Abim sesimi duyar duymaz gülmüştü. Bu gülüş bana çok yabancı bir gülüştü.
"Bitti." dedi titreyen sesiyle. "Be-ben kaybettim Eylül. Kaybettim."
Kapıyı kilitleyip yanına gidip aynı onun gibi yere oturdum. Annem odaya gelebilirdi ve eminim abim ona böyle yakalanmak istemezdi.
"Ne oldu abi anlatsana bana. Ne bitti?"
"Ben çok mu kötüyüm Eylül? Söyle bana ben çok mu kötüyüm? Niye elimi attığım her şeyde elim kopuyor? Niye?" dedi.
Onu hiç ağlayarak görmediğim için ağzım kilitlenmişti sanki. Onu bu kadar kötü bir duruma sokan tek bir şey olabilirdi.
Kendine bile zar zor itiraf ettiği aşkı Mavi...
"Abi lütfen bana ne olduğunu anlatır mısın?"
Abim omuzlarını indirip derin bir nefes aldı. O artık küçük değildi. On dokuz yaşındaydı ve ben kendimi bildim bileli hep neşeliydi. Şimdi böyle ağlaması, omuzlarını düşürmesi.. hiç tahmin edemeyeceğim kadar etkilemişti beni.

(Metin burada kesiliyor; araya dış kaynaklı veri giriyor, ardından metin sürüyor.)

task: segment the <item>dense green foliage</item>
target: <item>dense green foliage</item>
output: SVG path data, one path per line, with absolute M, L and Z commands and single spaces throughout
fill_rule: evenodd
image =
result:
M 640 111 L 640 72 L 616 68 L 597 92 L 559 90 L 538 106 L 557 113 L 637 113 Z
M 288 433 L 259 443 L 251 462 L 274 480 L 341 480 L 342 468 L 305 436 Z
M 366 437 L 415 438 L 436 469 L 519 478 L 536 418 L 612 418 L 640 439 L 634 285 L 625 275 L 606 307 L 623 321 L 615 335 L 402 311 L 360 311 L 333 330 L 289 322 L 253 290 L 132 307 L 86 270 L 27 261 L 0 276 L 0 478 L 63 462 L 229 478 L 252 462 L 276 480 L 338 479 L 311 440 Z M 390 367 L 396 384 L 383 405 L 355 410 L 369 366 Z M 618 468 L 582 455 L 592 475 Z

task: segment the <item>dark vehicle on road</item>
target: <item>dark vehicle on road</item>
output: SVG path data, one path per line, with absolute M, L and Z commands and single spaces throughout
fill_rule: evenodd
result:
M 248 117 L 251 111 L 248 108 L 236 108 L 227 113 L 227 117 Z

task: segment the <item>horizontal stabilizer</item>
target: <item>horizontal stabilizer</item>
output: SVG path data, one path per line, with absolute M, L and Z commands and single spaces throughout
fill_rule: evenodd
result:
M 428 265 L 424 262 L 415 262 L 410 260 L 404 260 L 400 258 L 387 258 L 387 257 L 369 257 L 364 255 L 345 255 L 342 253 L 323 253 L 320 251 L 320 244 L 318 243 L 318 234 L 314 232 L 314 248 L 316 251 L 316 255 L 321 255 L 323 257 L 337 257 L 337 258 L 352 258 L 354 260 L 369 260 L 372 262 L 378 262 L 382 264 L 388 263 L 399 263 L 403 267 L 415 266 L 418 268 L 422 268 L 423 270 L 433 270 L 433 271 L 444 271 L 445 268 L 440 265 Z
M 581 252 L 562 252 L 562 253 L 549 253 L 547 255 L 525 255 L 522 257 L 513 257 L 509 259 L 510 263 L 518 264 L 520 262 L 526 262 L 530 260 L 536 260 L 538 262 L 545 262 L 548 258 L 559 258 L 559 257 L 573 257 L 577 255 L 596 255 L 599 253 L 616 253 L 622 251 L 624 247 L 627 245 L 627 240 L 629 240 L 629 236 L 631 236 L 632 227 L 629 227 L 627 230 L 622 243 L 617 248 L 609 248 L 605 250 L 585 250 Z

Abim uzatmış olduğum bacaklarıma başını koydu ve gözlerini kapattı. "Ef-efehan." dedi önce. Sonra gözlerini sertçe açtı. Elini sıktığını da çok net bir şekilde görebiliyordum.
"O şerefsiz gelir gelmez Mavi'yi aldı benden. Ona sarılmıştı inanabiliyor musun? Onun o iğrenç elleri Mavi'nin belindeydi Eylül. Ben ne olduğunu bile hatırlamıyorum. Biz Mavi'yle buluşacaktık. Ben mutluydum, heyecanlıydım. Oraya onu görmeye gitmiştim ama benim gördüğüm şey onlar oldu."
Elimi abimin saçlarında gezdiriyordum. Acısını anlamam mümkün değildi. O sevdiği ilk kızı daha sevdiğini söyleyemeden kaybetmişti. Bunun acısını yaşamayan hiçkimse de anlayamazdı.
"Ben sevdim. Gerçekten çok sevdim." dedi. Hala ağlıyordu. Onu hiçbir şekilde susturamıyordum.
"Biliyorum abi. Ne kadar sevdiğini kendi gözlerimle gördüm. Ya sen benim sözlerimi dinledin." dedim acı içinde gülerek. O da aynı benim gibi acıyla gülmüştü.
"Konu Mavi olursa şimdi de dinlerim ama artık dinleyecek bir şey kalmadı çünkü Mavi gitti. Çok güzel bir rüyadan uyanmış gibiyim. Ya da bir kabusun içine düşmüş gibi."
"Ya gözlerimi açıp bu kabustan kurtulacağım ya da gözlerimi tekrar kapatıp bu rüyaya devam edeceğim. Ama ikisinde de yine ben kaybedeceğim."
"Hayır abi sen kaybetmedin." dedim teselli etmek adına. Ama dediğim şeye kendim bile inanmıyordum.
"Hadi ama abiciğim. Kaybettim. Beni teselli etmek için boktan sözler söylemene gerek yok. Ben zaten kaybettiğimi kabul ediyorum. Sen de et."
Gözyaşlarım artık kurumuştu. Kim bilir belki abiminkiler de kuruyup giderdi.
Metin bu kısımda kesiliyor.